The too-precious-for-life chair
The crushed velvet seems like a wonderful idea until you’re terrified to eat or drink on it. But of course everyone who ever visits you takes a look at the chair and goes, “Omigod! I love it!”
Naturally they call shotgun ‘cos they just have to sit in it. So they’re over there, on the big, precious chair, scarfing down their cheese and crackers, feeling fancy and grand and using hand gestures like mad. You’re nodding politely and laughing at the conversation, but secretly you’re horrified the brie will fall and the chair be scarred for life, because who can really trust Scotchguard anyhow?
Then they spill the red wine, and you really, really wish it was the brie.
The slim-profile dresser
It’s long, thin, and gives you the illusion of a sleeker, bigger room. Yes, and it also gives you the illusion that you’re a design genius because it looks so-o-o-o-o cool. But sadly you’re mistaken on all counts. No, no. Don’t take offense, because I too suffer the shame of having been silly enough to buy a set of these.
There is no dresser configuration harder to keep in order than the slim-profile design. Even worse, you have to fold clothing smaller than normal, meaning more creases and wrinkles. And because it’s so darned shallow, you’ve got to move everything to find what you’re looking for. More wrinkles and creases. The frustration factor is off-the-charts, and it’s unavoidable too, because you have to use them daily. And with that many wrinkles and creases, why not just store everything on the floor, then?

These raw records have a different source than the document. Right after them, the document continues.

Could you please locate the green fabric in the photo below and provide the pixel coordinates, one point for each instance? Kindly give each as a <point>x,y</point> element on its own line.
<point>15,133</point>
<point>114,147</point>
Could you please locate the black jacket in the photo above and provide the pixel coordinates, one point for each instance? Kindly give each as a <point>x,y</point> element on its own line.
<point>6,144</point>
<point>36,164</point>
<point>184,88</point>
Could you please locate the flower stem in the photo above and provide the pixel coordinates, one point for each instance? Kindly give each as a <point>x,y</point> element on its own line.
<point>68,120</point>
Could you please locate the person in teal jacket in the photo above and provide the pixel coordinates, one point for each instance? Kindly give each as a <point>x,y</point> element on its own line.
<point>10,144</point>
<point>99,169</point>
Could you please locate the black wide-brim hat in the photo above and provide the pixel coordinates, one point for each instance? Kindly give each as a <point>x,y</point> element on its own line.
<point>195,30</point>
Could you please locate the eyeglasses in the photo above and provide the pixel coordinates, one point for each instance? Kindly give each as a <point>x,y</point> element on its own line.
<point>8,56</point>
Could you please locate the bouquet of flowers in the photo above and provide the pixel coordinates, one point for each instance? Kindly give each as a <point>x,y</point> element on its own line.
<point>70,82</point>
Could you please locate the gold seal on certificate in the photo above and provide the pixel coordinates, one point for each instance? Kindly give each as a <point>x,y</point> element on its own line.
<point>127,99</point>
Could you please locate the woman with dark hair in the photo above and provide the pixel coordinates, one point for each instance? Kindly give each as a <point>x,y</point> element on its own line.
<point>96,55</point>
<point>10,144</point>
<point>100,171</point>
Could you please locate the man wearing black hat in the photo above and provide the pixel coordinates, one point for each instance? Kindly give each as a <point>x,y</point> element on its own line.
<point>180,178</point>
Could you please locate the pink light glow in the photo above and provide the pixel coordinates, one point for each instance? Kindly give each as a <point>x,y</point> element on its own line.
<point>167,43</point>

It took me just months to lose my mind with my narrow mockeries of clothes dressers. Next I found myself the biggest, deepest, most spacious dresser I could find.
In fact, I can fit my old dresser inside the bottom DRAWER of my new dresser. Made me laugh and laugh. Such joy, that.
With age comes wisdom
Fortunately the more we make these awful decisions, the better our choices are in the future. We look for inherent flaws, we talk to our friends. We get over the “looks cool, lacks function” trend that tends to hit when we’re young and foolish.
So if you too have fallen prey to bad purchases in the past, don’t worry. From my very unscientific research, we seem to be in the majority, and all of us seem to have learned and become wiser from it.